Program: Abstracts - Orals, Featured Poster Presentations, and Posters
Session: OR43-Disorders of Calcium Homeostasis
Translational
Tuesday, June 18, 2013: 9:15 AM-10:45 AM
Presentation Start Time: 9:30 AM
Room 122 (Moscone Center)
Dorothea Barbara Szczawinska*1, Bernard Mayr1, Saskia Letz1, Ramona Rus1, Dirk Schnabel2 and Christof Schofl3
1Universitätsklinikum Erlangen, Erlangen, Germany, 2Charite Humboldt University, Berlin, Germany, 3Univerisitätsklinikum Erlangen, Erlangen, Germany
Background: The calcium-sensing receptor (CaSR) is a key controller of calcium homeostasis by modulating PTH secretion and renal calcium reabsorption. Over 200 mutations in the human CaSR gene have been reported. Heterozygous inactivating mutations can result in Familial Hypocalciuric Hypercalcemia (FHH), whereas homozygous inactivating mutations can cause life-threatening Neonatal Severe Hyperparathyroidism (NSHPT). We report an unusual case of homozygous mutation of the CaSR gene that resulted in a clinical picture of FHH.

Clinical case: A 16 year old Lebanese female presented with valgus deformity and severe Vitamin D deficiency (5.6 ng/ml, n: 9-45 ng/ml). On presentation her calcium was low normal (2.17 mmol/l, n: 2.1-2.6 mmol/l), with significantly elevated PTH level (1220 pg/ml, n: 16-59 pg/ml). A 24-hour urine collection showed hypocalciuria (Ca/Crea i.U. 0.036 g/gCrea, n< 0.200 g/gCrea). Laboratory evaluation 6 months after the commencement of vitamin D treatment revealed a high calcium level (3.2 mmol/l n: 2.1-2.6 mmol/l) and inappropriately normal PTH (69 pg/ml n: 16-69 pg/ml). Notably, the urinary calcium to creatinine level was low (0.026 g/gCrea, n< 0.2 g/gCrea), suggestive of FHH. Subsequent DNA sequencing revealed a homozygous mutation in the CaSR gene in which glutamine in position 459 was replaced by arginine. In vitro studies: The functional in vitro analysis revealed mildly impaired calcium response to the stimulation of the mutant transfected cells with increasing calcium concentration. This is suggestive of the presence of a mild functional inactivation of the Q459R mutant. Finally, the in vitro treatment of the mutant transfected cells with calcimimetic was able to sensitize the mutated receptor to calcium, thus improve its signaling function.

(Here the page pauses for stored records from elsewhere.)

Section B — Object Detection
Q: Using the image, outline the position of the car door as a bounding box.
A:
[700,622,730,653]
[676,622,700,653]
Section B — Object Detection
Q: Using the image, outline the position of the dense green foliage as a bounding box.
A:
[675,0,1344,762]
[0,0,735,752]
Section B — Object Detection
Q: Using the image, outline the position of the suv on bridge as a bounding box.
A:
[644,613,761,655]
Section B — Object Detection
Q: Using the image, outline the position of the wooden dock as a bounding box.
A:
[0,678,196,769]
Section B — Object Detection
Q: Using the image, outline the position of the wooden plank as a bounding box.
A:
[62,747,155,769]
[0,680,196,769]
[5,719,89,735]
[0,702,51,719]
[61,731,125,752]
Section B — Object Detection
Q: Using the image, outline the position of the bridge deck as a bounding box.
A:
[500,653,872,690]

Conclusion: Homozygous inactivating mutations of the CaSR usually result in severe hypercalcemia in neonates. Homozygosity for a mildly inactivating CaSR mutation can however result in a much less severe phenotype resembling FHH. When FHH and rickets coincide, vitamin D deficiency and CaSR inactivation may mutually compensate and mask their effects on serum calcium but may worsen the skeletal complications. This data provided some support for the potential use of calcimimetics in the management of genetic disorders associated with inactivating mutations of the CaSR.